[dm-devel] dm thin-volume hung as swap: bug or as-design ?

Fri Jan 29 10:40:06 UTC 2021

Hi folks,

Recently I receive a report that whole system hung and no response after
a while with I/O load. The special configuration is the dm thin-pool
volume is used as the swap partition of the system.

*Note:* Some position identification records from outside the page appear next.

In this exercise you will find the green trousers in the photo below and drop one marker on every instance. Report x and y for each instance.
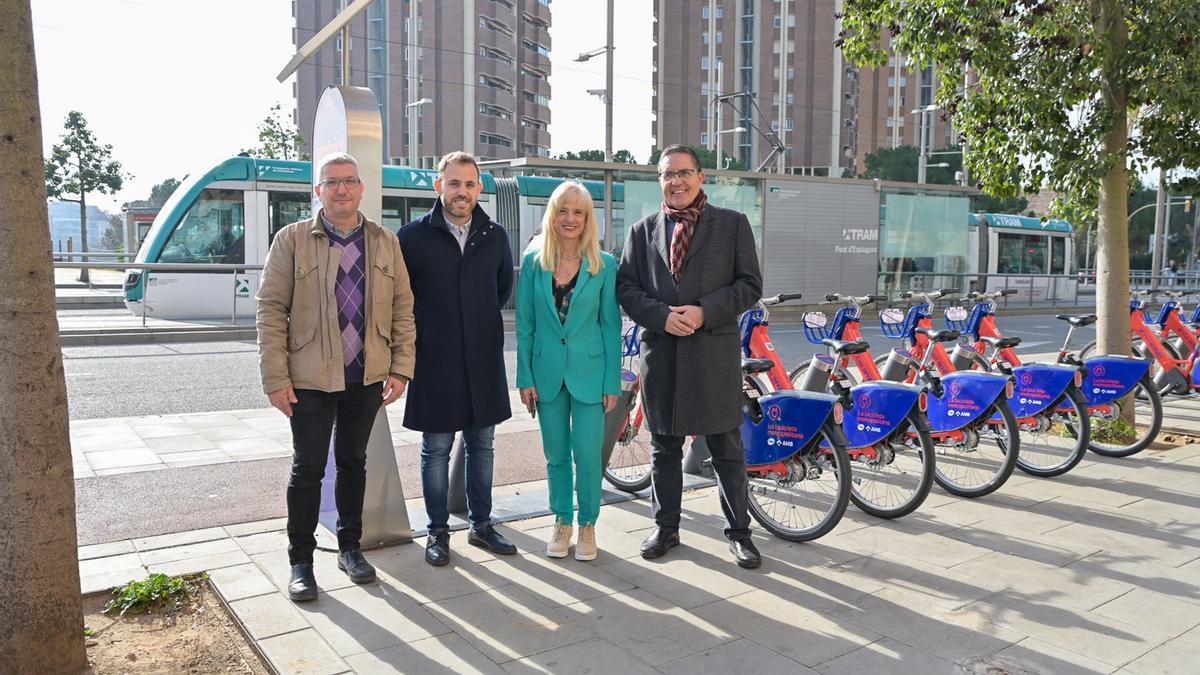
(573, 431)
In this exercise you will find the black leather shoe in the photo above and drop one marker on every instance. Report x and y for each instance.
(489, 538)
(745, 553)
(659, 543)
(303, 586)
(437, 549)
(355, 567)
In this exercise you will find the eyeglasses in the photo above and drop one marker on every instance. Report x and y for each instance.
(682, 173)
(334, 183)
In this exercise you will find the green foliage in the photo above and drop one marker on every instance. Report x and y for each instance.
(619, 156)
(277, 139)
(78, 165)
(1049, 83)
(707, 159)
(1113, 431)
(150, 592)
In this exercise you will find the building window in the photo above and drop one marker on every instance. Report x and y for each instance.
(495, 54)
(535, 46)
(496, 139)
(490, 111)
(495, 83)
(535, 99)
(495, 25)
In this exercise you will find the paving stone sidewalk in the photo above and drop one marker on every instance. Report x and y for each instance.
(155, 442)
(1093, 572)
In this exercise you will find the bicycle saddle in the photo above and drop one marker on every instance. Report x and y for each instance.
(1077, 320)
(940, 335)
(756, 365)
(846, 347)
(1001, 342)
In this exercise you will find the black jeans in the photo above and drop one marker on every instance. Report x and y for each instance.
(729, 460)
(312, 424)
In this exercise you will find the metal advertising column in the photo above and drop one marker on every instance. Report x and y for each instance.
(348, 121)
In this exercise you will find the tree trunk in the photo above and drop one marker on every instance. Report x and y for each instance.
(83, 232)
(41, 621)
(1113, 334)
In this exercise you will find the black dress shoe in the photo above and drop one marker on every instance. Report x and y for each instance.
(745, 553)
(489, 538)
(437, 549)
(303, 586)
(659, 543)
(355, 567)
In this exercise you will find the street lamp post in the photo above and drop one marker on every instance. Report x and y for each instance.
(606, 96)
(924, 141)
(413, 111)
(720, 154)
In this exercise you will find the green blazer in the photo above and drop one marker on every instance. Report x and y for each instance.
(583, 352)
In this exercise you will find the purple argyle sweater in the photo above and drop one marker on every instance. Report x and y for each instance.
(351, 293)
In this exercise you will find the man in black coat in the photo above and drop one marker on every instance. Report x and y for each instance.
(460, 268)
(687, 274)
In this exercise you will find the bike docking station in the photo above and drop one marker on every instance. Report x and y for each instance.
(348, 121)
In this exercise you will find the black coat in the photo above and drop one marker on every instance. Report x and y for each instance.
(460, 380)
(691, 386)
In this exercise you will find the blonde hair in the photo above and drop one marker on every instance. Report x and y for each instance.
(589, 240)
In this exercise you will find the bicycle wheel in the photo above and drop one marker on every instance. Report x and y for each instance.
(984, 460)
(1147, 412)
(629, 466)
(897, 481)
(811, 499)
(1060, 440)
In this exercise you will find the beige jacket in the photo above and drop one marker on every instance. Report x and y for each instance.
(299, 340)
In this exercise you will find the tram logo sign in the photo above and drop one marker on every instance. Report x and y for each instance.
(859, 234)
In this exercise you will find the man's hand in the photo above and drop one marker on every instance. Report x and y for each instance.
(610, 402)
(282, 399)
(694, 314)
(529, 400)
(677, 324)
(391, 389)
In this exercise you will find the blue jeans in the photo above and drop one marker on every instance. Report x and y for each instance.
(436, 476)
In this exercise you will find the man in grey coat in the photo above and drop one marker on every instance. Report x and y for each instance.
(687, 274)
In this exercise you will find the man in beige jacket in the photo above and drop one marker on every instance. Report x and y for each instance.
(336, 339)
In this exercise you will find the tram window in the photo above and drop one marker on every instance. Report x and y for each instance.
(286, 208)
(1057, 255)
(393, 213)
(1021, 254)
(211, 232)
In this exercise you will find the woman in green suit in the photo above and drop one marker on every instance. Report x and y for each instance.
(569, 357)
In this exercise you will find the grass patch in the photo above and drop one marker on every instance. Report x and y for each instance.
(154, 591)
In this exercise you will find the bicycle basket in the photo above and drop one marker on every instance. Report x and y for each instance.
(892, 321)
(958, 318)
(816, 327)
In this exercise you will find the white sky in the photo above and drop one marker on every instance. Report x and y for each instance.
(174, 85)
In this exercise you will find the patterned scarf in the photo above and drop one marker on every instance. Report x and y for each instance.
(685, 227)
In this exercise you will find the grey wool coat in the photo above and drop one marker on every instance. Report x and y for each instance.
(691, 386)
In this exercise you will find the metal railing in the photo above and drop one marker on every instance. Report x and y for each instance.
(1033, 290)
(177, 267)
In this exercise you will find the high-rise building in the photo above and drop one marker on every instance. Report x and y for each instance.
(834, 113)
(484, 66)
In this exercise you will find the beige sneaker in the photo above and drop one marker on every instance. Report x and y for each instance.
(559, 541)
(586, 547)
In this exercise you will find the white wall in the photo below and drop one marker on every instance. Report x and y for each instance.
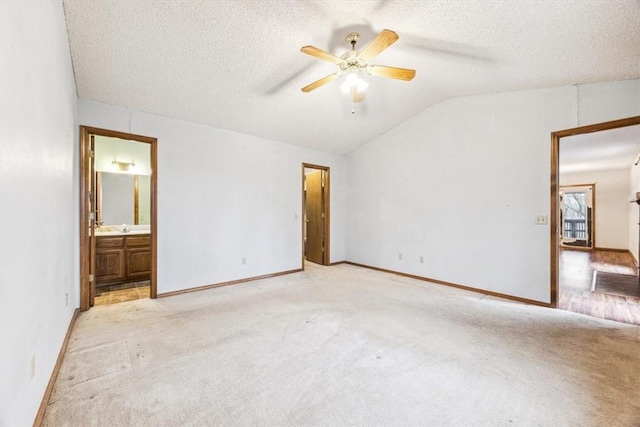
(223, 196)
(611, 204)
(38, 201)
(634, 187)
(461, 183)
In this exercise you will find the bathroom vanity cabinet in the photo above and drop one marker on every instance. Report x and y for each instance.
(122, 258)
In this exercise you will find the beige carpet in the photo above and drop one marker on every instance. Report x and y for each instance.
(345, 346)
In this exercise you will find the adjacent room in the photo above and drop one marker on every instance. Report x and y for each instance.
(319, 213)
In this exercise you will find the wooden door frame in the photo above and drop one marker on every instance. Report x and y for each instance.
(85, 134)
(555, 188)
(327, 204)
(592, 225)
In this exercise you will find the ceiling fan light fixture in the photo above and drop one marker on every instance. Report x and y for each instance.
(353, 81)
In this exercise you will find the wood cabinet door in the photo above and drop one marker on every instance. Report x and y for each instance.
(110, 265)
(139, 263)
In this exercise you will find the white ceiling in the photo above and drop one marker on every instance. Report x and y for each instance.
(604, 150)
(236, 64)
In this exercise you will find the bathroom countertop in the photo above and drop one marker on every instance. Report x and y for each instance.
(121, 233)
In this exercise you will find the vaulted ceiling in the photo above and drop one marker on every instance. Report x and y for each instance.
(237, 64)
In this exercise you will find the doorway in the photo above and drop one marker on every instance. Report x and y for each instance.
(577, 213)
(118, 205)
(580, 267)
(315, 214)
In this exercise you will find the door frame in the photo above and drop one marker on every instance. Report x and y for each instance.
(555, 188)
(327, 192)
(85, 137)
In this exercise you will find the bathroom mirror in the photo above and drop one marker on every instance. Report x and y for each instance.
(123, 198)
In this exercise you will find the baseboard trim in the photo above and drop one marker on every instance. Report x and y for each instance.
(455, 285)
(54, 374)
(231, 282)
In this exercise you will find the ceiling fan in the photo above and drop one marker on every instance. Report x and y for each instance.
(354, 63)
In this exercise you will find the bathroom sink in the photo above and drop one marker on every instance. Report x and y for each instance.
(120, 233)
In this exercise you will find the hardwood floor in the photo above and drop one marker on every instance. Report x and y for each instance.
(120, 293)
(576, 275)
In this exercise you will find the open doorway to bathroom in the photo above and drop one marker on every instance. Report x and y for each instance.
(118, 217)
(594, 258)
(315, 214)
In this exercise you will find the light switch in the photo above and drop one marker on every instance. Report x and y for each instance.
(541, 220)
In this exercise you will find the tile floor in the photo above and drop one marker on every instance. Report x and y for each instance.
(120, 293)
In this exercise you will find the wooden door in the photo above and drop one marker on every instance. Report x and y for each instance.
(314, 213)
(91, 177)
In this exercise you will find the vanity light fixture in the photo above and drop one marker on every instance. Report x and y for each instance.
(123, 166)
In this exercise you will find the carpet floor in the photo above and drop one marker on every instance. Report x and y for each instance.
(345, 346)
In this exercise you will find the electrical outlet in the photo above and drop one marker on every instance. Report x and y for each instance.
(540, 220)
(32, 366)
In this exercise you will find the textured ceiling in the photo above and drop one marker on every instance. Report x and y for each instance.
(236, 64)
(609, 149)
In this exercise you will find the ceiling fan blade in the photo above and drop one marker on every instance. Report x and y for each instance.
(382, 41)
(392, 72)
(321, 82)
(321, 54)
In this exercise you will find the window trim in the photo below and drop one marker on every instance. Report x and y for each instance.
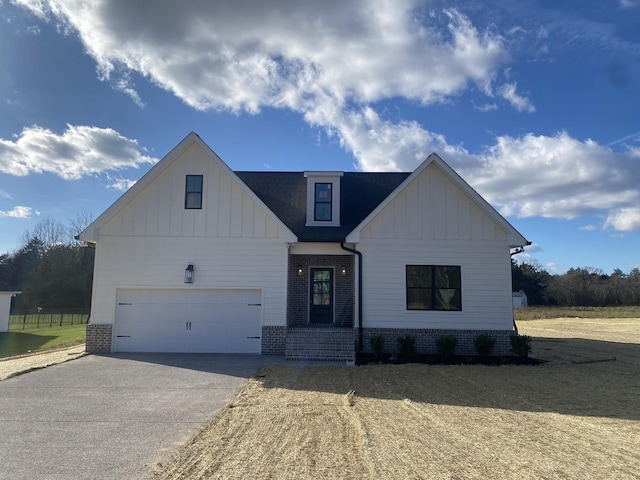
(316, 202)
(188, 193)
(433, 288)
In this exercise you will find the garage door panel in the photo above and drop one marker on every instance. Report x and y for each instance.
(223, 321)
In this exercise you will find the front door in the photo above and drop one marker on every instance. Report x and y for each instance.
(321, 310)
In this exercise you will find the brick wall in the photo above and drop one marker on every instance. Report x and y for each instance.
(298, 287)
(426, 339)
(99, 337)
(273, 339)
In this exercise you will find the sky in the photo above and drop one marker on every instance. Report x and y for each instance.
(536, 104)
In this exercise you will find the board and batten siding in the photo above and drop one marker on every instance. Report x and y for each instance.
(158, 210)
(220, 263)
(433, 222)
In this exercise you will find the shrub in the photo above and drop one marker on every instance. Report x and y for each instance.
(407, 347)
(446, 345)
(520, 345)
(377, 344)
(484, 344)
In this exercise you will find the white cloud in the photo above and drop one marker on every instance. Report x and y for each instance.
(18, 212)
(331, 62)
(121, 184)
(79, 151)
(624, 219)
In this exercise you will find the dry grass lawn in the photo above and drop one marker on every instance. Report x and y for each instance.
(575, 417)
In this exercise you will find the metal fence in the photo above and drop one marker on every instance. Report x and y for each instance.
(40, 318)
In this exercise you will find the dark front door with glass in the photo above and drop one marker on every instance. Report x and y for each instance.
(321, 310)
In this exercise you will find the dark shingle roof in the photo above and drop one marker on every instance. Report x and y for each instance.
(285, 193)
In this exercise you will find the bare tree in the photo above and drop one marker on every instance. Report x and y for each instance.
(77, 224)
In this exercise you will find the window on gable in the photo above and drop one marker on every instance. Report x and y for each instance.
(193, 192)
(433, 287)
(322, 202)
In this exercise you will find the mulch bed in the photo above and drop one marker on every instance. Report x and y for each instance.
(385, 358)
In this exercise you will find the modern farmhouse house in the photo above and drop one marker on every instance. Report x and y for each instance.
(198, 258)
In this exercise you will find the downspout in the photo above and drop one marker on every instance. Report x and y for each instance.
(354, 251)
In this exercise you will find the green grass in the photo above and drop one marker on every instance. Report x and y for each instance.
(537, 313)
(19, 342)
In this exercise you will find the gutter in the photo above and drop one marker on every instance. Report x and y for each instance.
(354, 251)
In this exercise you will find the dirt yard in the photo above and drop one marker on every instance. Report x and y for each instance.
(575, 417)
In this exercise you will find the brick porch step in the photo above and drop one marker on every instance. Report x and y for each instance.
(324, 343)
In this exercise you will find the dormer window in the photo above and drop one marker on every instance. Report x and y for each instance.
(323, 199)
(323, 202)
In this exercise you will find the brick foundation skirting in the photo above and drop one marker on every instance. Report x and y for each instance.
(99, 337)
(426, 339)
(273, 339)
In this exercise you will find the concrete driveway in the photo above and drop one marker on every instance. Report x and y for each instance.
(115, 416)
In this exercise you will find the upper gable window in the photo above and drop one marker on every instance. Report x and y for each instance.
(323, 203)
(323, 199)
(193, 192)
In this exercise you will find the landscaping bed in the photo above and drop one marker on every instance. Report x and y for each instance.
(434, 359)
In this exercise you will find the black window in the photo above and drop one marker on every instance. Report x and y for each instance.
(193, 192)
(434, 287)
(322, 204)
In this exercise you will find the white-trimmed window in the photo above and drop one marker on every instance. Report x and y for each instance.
(193, 192)
(434, 287)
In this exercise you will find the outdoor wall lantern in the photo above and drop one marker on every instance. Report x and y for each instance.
(188, 274)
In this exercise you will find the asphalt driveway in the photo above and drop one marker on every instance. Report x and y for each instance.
(112, 417)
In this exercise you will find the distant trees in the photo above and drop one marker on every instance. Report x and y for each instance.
(51, 268)
(586, 286)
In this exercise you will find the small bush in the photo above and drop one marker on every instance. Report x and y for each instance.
(520, 345)
(377, 344)
(484, 344)
(446, 345)
(407, 347)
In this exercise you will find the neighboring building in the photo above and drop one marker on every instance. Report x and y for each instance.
(5, 308)
(306, 264)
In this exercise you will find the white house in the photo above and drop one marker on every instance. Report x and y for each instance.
(198, 258)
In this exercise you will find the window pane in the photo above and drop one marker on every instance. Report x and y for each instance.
(419, 299)
(447, 277)
(323, 192)
(194, 200)
(448, 299)
(323, 211)
(418, 276)
(193, 192)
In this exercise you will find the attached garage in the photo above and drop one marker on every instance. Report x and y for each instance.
(189, 321)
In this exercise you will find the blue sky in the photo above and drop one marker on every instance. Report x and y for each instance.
(535, 104)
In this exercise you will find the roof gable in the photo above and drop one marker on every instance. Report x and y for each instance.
(285, 193)
(155, 180)
(514, 238)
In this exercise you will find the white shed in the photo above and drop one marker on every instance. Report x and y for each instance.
(519, 299)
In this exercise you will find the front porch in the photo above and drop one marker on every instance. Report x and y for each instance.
(320, 308)
(320, 343)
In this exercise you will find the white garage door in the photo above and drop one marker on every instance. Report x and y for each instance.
(198, 321)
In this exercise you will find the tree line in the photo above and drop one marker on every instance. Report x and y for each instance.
(51, 268)
(55, 271)
(579, 287)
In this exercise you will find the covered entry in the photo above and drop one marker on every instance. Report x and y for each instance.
(195, 321)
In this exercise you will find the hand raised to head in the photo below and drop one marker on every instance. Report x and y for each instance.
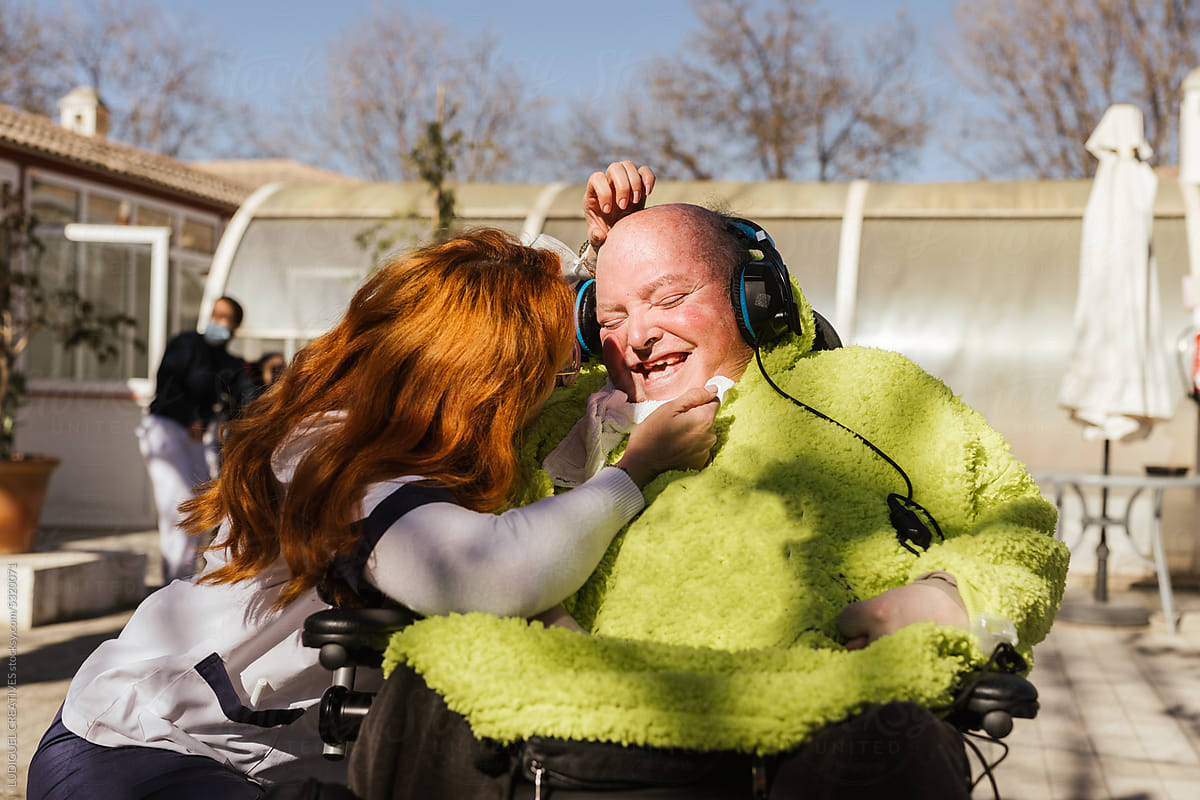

>From the crash dump, I find one task is suspicious which looks as following,

PID: 462    TASK: ffff93033d74a680  CPU: 7   COMMAND: "kworker/u256:1"
 #0 [ffffb24b4d9c3710] __schedule at ffffffff9e29dc3d
 #1 [ffffb24b4d9c37a0] schedule at ffffffff9e29e0bf
 #2 [ffffb24b4d9c37b0] schedule_timeout at ffffffff9e2a179d
 #3 [ffffb24b4d9c3828] wait_for_completion at ffffffff9e29eaaa
 #4 [ffffb24b4d9c3878] __flush_work at ffffffff9dabb277
 #5 [ffffb24b4d9c38f0] drain_all_pages at ffffffff9dc74e05
 #6 [ffffb24b4d9c3920] __alloc_pages_slowpath at ffffffff9dc77279
 #7 [ffffb24b4d9c3a20] __alloc_pages_nodemask at ffffffff9dc77e41
 #8 [ffffb24b4d9c3a80] new_slab at ffffffff9dc99c1a
 #9 [ffffb24b4d9c3ae8] ___slab_alloc at ffffffff9dc9c6d9
#10 [ffffb24b4d9c3b40] exit_shadow_spine at ffffffffc08ef8cf
[dm_persistent_data]
#11 [ffffb24b4d9c3b50] insert at ffffffffc08edfcc [dm_persistent_data]
#12 [ffffb24b4d9c3c30] sm_ll_mutate at ffffffffc08ea20e [dm_persistent_data]
#13 [ffffb24b4d9c3cd8] dm_kcopyd_zero at ffffffffc03f7a39 [dm_mod]
#14 [ffffb24b4d9c3ce8] schedule_zero at ffffffffc093d181 [dm_thin_pool]
#15 [ffffb24b4d9c3d40] process_cell at ffffffffc093d78c [dm_thin_pool]
#16 [ffffb24b4d9c3dc8] do_worker at ffffffffc093dce6 [dm_thin_pool]
#17 [ffffb24b4d9c3e98] process_one_work at ffffffff9daba4d4
#18 [ffffb24b4d9c3ed8] worker_thread at ffffffff9daba6ed
#19 [ffffb24b4d9c3f10] kthread at ffffffff9dac0a2d
#20 [ffffb24b4d9c3f50] ret_from_fork at ffffffff9e400202

This task is writing on a thin-pool volume which is mounted as swap
partition in the system. This is very suspicious, because I see the
dm-thin code, all memory allocation inside from dm-thin code has
explicity GFP_NOIO/GFP_NOFS or implict memalloc_noio_save(), in order to
avoid deadlock in recursive memory reclaim code path.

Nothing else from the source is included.